Reporter: Sudirman Syarif

JAKARTA, mandarnesia.com — Menteri Pendayagunaan Aparatur Negara dan Reformasi Birokrasi (PANRB) Tjahjo Kumolo meminta ASN mampu menjaga netralitas, profesionalisme. Serta memantau proses Pilkada 2020 tanpa memandang latar belakang calon kepala daerah yang berkompetisi.

“Siapapun yang dipilih, siapapun yang bersaing, dalam konteks Pilpres sampai Pilkada dan pemilihan anggota kabinet, profesionalisme ASN harus dijaga dengan baik,” katanya dalam webinar netralitas dan kewaspadaan politisasi ASN dalam pilkada serentak Tahun 2020, Senin (10/8/2020).

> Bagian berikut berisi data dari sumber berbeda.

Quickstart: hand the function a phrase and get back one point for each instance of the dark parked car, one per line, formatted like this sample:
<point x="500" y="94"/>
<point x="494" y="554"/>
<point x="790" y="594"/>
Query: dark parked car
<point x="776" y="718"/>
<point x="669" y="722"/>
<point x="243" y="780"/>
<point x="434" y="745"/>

Dikatakan, Pilkada dan pelayanan publik harus dapat berjalan beriringan sebagai bagian dari proses yang komprehensif dalam menegakkan netralitas ASN. Hal tersebut dilakukan karena dimensi netralitas ASN yang mencakup pelaksanaan Pemilu atau Pilkada, penyelenggaraan pelayanan publik, pembuatan keputusan atau kebijakan, dan manajemen ASN.

Tjahjo kembali mengingatkan ASN sebagai pelayan publik, agar tidak terlibat dalam kegiatan politik praktis. “Tugas ASN memberikan pelayanan kepada masyarakat, membangun birokrasi yang profesional, menggerakkan dan mengorganisir masyarakat tanpa melihat dari latar belakang apapun, dan juga jangan sampai ASN ini terlibat dalam tim sukses kepala daerah atau incumbent kepala daerah,” ungkap Tjahjo.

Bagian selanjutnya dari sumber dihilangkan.